RE: New Charakter Proposal

From: Marco Cimarosti (marco.cimarosti@essetre.it)
Date: Wed Oct 30 2002 - 09:46:05 EST

  • Next message: Dominikus Scherkl: "RE: New Charakter Proposal"

    Dominikus Scherkl wrote:
    > I would like to have a "source failure indicator symbol" (SFIS)
    > charakter in the unicode, which a charset-convertion unit may
    > insert into a text (Suggeested position: U+FFF8).
    >
    > [...]
    >
    > Of course a converter can still use U+FFFD if it has no
    > idea which character is intended or if unicode doesn't contain
    > the character.

    I remember reading on this list about a proposal to allocate 256 code points
    to represent the bytes of a non-Unicode character set which could not be
    converted to Unicode.

    What happened to that proposal? Was it ever formalized? If yes, was it
    refused?

    > The whole "charakter identities"-discussion gave me another
    > reason to introduce such a SFIS-charakter:
    > A font-renderer may show the SFIS before a charakter which
    > is replaced by another one [...]

    Sorry for repeating myself, but my opinion is that a renderer is *never*
    allowed to change one character to another. IMHO, all that discussion was
    about the shape of glyphs, not about changing characters.

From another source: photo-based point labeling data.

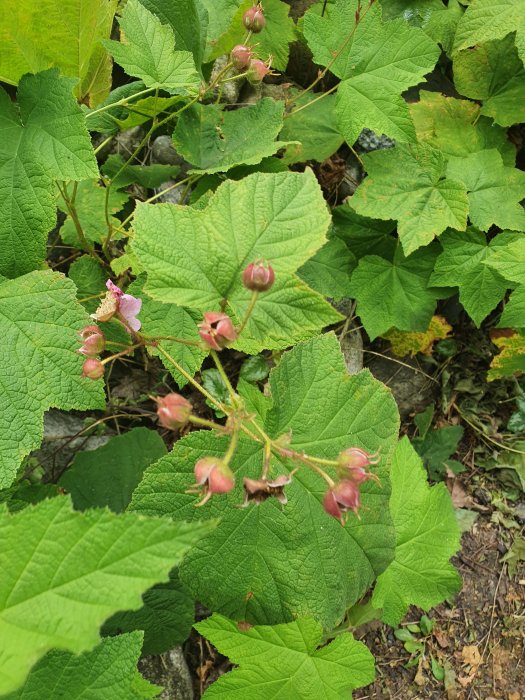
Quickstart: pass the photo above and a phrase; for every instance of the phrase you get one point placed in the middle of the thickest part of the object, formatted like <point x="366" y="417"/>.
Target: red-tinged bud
<point x="257" y="70"/>
<point x="258" y="276"/>
<point x="241" y="56"/>
<point x="213" y="475"/>
<point x="253" y="19"/>
<point x="93" y="341"/>
<point x="217" y="330"/>
<point x="94" y="369"/>
<point x="174" y="411"/>
<point x="258" y="490"/>
<point x="352" y="464"/>
<point x="341" y="498"/>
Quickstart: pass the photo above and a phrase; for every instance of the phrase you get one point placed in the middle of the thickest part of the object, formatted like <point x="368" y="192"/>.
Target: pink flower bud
<point x="258" y="276"/>
<point x="217" y="330"/>
<point x="93" y="341"/>
<point x="174" y="411"/>
<point x="257" y="70"/>
<point x="240" y="56"/>
<point x="352" y="464"/>
<point x="94" y="369"/>
<point x="341" y="498"/>
<point x="253" y="19"/>
<point x="214" y="476"/>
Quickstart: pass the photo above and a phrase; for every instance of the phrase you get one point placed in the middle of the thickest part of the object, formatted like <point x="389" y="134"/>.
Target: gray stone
<point x="170" y="671"/>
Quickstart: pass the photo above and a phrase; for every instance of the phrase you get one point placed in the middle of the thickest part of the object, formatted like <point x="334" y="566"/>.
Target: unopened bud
<point x="93" y="369"/>
<point x="240" y="56"/>
<point x="257" y="70"/>
<point x="253" y="19"/>
<point x="258" y="276"/>
<point x="174" y="411"/>
<point x="93" y="341"/>
<point x="341" y="498"/>
<point x="217" y="330"/>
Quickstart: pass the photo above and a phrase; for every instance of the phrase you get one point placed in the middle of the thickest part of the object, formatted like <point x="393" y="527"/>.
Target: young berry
<point x="93" y="341"/>
<point x="257" y="70"/>
<point x="258" y="276"/>
<point x="174" y="411"/>
<point x="341" y="498"/>
<point x="253" y="19"/>
<point x="94" y="369"/>
<point x="240" y="56"/>
<point x="217" y="330"/>
<point x="213" y="475"/>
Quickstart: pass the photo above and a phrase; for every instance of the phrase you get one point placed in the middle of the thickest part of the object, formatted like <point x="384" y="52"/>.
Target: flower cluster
<point x="242" y="56"/>
<point x="344" y="495"/>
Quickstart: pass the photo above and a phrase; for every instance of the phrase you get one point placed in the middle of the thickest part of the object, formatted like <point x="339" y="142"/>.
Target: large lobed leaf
<point x="41" y="367"/>
<point x="408" y="183"/>
<point x="195" y="258"/>
<point x="64" y="573"/>
<point x="427" y="535"/>
<point x="109" y="672"/>
<point x="260" y="563"/>
<point x="284" y="661"/>
<point x="42" y="139"/>
<point x="376" y="62"/>
<point x="149" y="52"/>
<point x="35" y="36"/>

    > I'd like to hear if my suggestion is completely weird or
    > if anybody else think it might be useful.

    One problem can be the nature of the code point which follows the "SFIS".

    Imagine that a stream, encoded in a certain character set, contains the byte
    0xBF and that this byte is undefined in that character set. Mapping the
    stream to Unicode, you convert 0xBF into a sequence of "SFIS" and U+00BF.
    Clearly, that U+00BF would just be a placeholder for the unknown byte, not
    an "INVERTED QUESTION MARK".

    The problem is that interpreting U+00BF as anything different from an
    "INVERTED QUESTION MARK" violates Unicode Conformance Requirement C7: "A
    process shall interpret a coded character representation according to the
    character semantics established by this standard, if that process does
    interpret that coded character representation."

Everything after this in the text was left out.